AWS Datalake and EMR Automation

Phase 1 - Data extraction

In late 2019, Cloud Fundis was approached to help Clickatell build out their data lake. They had started using the native AWS services - AWS Glue - and already had some data extracted to Amazon Simple Storage service (S3).

By February 2020, they had a need to extract data on a faster-than 15-minute interval from their MySQL databases and write the results to the data lake after some transformations. AWS Glue, despite being a great tool, was limited. Their extractions could only be done on an hourly basis.

In addition, the data quality checks just weren’t checking out. Anomalies in the data and schema changes were plaguing the team.

Together, we came up with an improved plan to extract data. Cloud Fundis then built a platform where data could be extracted at 5-minute intervals, while reducing their AWS Glue costs substantially. The solution was based on Amazon EMR, Apache Livy and Apache Spark. Together, these form the core of the extraction engine.

Driving the regular extraction is an AWS Lambda orchestrator and Amazon DynamoDB to keep state information for the process.

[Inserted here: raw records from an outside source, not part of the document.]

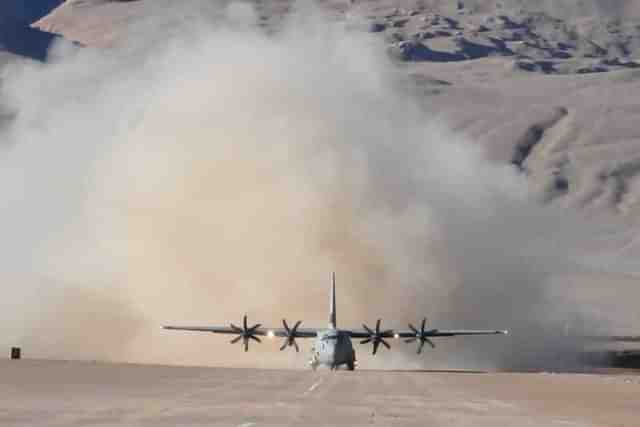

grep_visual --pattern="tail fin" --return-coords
[329,273,336,329]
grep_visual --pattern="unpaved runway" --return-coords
[0,361,640,427]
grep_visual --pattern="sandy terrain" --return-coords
[0,361,640,427]
[0,0,640,376]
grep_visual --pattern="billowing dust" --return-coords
[0,2,628,368]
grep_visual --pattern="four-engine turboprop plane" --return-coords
[163,274,508,370]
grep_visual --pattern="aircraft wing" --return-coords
[347,329,509,338]
[162,325,320,338]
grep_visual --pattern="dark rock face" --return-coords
[0,0,64,60]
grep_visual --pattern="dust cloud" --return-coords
[0,2,624,368]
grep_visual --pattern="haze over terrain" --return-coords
[0,0,640,369]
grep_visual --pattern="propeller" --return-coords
[404,317,436,354]
[230,314,262,351]
[360,319,393,355]
[280,319,302,353]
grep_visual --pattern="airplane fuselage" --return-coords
[309,329,356,370]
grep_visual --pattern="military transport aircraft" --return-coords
[163,274,508,370]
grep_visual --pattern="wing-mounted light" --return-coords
[280,319,302,352]
[404,317,436,354]
[360,319,393,355]
[229,314,262,351]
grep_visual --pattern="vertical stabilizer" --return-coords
[329,273,336,329]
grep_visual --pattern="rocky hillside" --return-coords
[8,0,640,252]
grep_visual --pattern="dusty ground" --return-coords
[0,361,640,427]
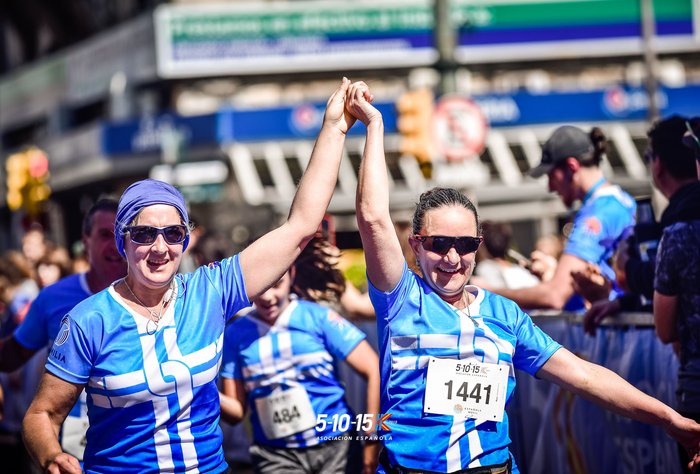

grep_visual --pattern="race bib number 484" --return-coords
[423,357,508,421]
[255,387,316,439]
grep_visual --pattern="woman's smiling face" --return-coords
[124,204,182,290]
[410,205,479,302]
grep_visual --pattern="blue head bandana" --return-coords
[114,179,190,257]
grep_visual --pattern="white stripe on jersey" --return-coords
[391,336,418,351]
[418,334,457,349]
[445,421,465,472]
[153,397,175,471]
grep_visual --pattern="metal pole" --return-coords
[640,0,659,123]
[433,0,457,94]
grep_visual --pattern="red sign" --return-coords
[433,95,488,161]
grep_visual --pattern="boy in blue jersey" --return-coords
[474,126,637,311]
[23,78,366,474]
[0,199,126,460]
[346,79,700,474]
[221,268,379,474]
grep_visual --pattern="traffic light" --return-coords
[25,147,51,215]
[396,89,435,176]
[5,152,29,211]
[5,147,51,215]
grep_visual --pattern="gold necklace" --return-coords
[122,278,173,335]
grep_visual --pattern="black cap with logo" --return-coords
[530,125,595,178]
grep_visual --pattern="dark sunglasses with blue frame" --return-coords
[414,235,483,255]
[124,224,189,245]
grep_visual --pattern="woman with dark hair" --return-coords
[24,78,355,473]
[347,83,700,474]
[221,238,379,474]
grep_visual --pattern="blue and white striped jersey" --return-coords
[370,266,560,472]
[46,256,250,473]
[221,300,365,448]
[14,273,92,459]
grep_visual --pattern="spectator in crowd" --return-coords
[475,221,539,289]
[36,245,72,288]
[0,250,43,474]
[484,126,636,310]
[221,238,379,474]
[529,234,564,281]
[649,117,700,469]
[22,223,49,268]
[0,199,126,460]
[23,78,355,473]
[347,83,700,473]
[584,115,700,334]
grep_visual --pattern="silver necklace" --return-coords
[122,278,173,335]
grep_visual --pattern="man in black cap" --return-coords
[478,126,636,311]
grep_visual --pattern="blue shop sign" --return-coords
[102,114,218,156]
[224,102,396,142]
[474,85,700,127]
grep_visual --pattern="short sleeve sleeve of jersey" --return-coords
[46,314,94,384]
[221,324,243,379]
[195,254,250,317]
[316,310,366,360]
[513,309,561,375]
[564,197,633,263]
[367,262,411,320]
[654,228,683,296]
[14,292,49,350]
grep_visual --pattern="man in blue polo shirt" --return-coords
[0,199,126,459]
[478,126,637,311]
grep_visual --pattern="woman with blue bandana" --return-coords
[24,78,364,474]
[347,83,700,474]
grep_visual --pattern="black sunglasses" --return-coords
[414,235,483,255]
[124,224,189,245]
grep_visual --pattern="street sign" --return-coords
[433,95,488,162]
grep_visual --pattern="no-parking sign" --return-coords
[433,95,488,161]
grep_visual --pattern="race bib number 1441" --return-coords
[423,357,508,421]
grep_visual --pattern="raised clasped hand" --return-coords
[323,77,357,134]
[45,453,83,474]
[345,81,382,125]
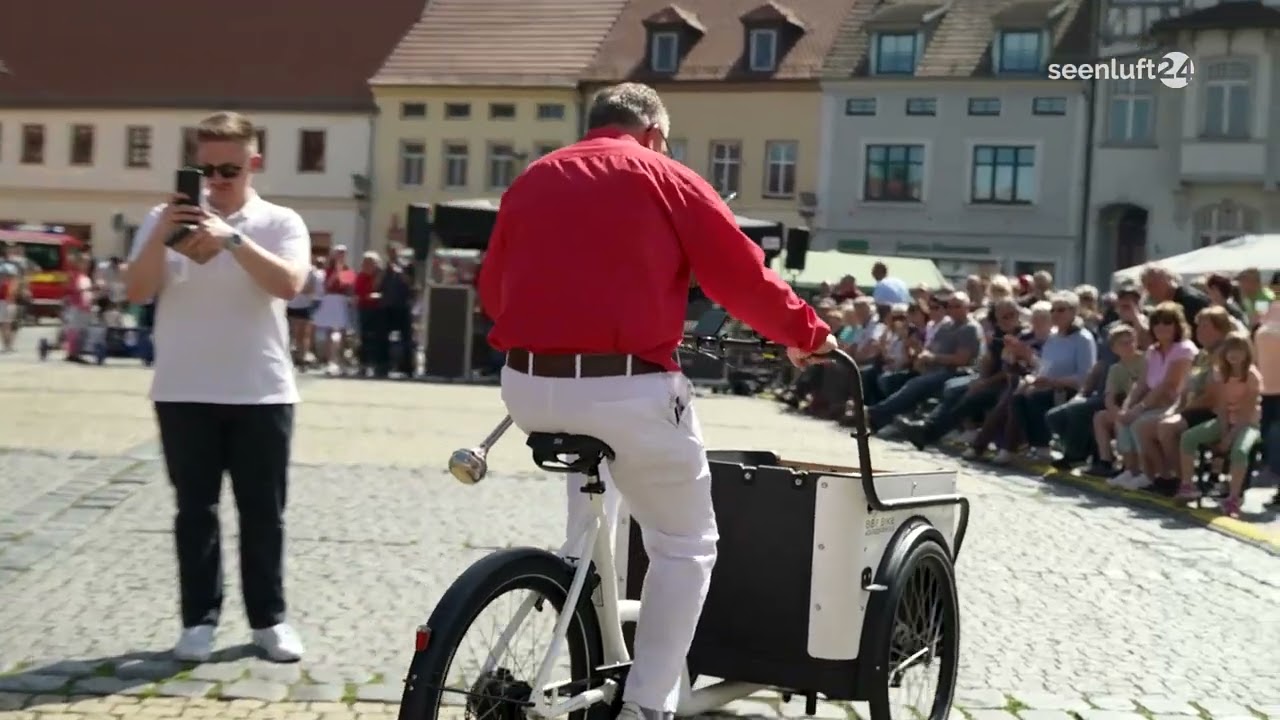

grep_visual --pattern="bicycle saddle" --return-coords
[525,433,614,474]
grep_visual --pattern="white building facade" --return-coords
[0,106,372,256]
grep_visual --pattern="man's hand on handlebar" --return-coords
[787,334,840,368]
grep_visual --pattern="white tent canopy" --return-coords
[1111,234,1280,284]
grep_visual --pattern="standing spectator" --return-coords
[1140,264,1210,333]
[1110,301,1196,489]
[1089,324,1147,479]
[352,251,387,375]
[1235,268,1276,328]
[1010,292,1098,460]
[867,292,982,433]
[125,107,311,662]
[315,245,356,375]
[1178,333,1262,509]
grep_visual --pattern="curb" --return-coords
[946,443,1280,555]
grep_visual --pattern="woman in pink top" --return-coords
[1178,333,1262,518]
[1107,302,1196,489]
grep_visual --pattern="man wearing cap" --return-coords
[479,83,836,720]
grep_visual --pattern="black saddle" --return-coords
[526,433,614,475]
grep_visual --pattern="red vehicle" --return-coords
[0,225,88,318]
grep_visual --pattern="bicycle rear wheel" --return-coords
[399,548,609,720]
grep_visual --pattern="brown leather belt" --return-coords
[507,348,667,378]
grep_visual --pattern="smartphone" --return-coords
[692,307,728,337]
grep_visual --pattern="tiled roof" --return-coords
[1151,0,1280,36]
[371,0,626,87]
[0,0,424,111]
[823,0,1093,79]
[584,0,863,82]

Phase 2 - Cluster reliability

By the time phase 1 was complete, it was clear that the customer was going to be able to save significant money in building their data lake using the framework we built. Part of that saving was enabled by using spot instances for their Amazon EMR clusters. The downside to using spot instances is that one cannot rely on them for continuous processing as the instance price might spike - causing the cluster(s) to be terminated.

In considering this problem, Cloud Fundis devised a method of keeping jobs running in the face of failing/terminating clusters. The solution needed to ensure that jobs running on a cluster could be moved to a new cluster as soon as it was relaunched. Clusters of different sizes could ensure that jobs demanding higher compute requirements could be run alongside jobs requiring smaller clusters. The customer also wanted to ensure that clusters were rotated on a regular basis.

Additionally, cluster rotation should not require human intervention when a cluster is rotated. Automation is key.

Amazon Cloudwatch, AWS Lambda and again Amazon DynamoDB were employed to ensure that clusters were relaunched when they died or when their time came to be rotated. In the process of relaunching, jobs are moved from the once-running (now dead) cluster to the new cluster. Having ensured that all jobs in phase 1 were idempotent, re-running a job that was incomplete when the cluster died ensured data consistency.

Phase 3 - Dealing with streaming data

In this final phase of the project, the customer wanted to be able to handle streaming data - with ingestion to a PostgreSQL database as well as to S3. The data were read from an Apache Kafka stream (AWS Managed Streaming for Kafka (MSK)) and written to the database. PostgreSQL was the database of choice due to limitations of their BI reporting engine.

In this final phase, despite considering Apache Flink to perform the data aggregations from the stream(s), we opted to use Apache Spark Structured Streaming. This was informed by a number of considerations - but mostly because the technical team are learning Python and Apache Spark and this fitted nicely into that learning.

Sample code as well as a deep-dive into Spark structured streaming was provided to the team to enable them to kick-start their work. Cloud Fundis wrote a framework for generating fake data and injecting it into Amazon Managed Streaming for Kafka. This framework simulated clicks on a dashboard or website. Apache Spark was used to process that stream from every few milliseconds to every 15 or 30 seconds.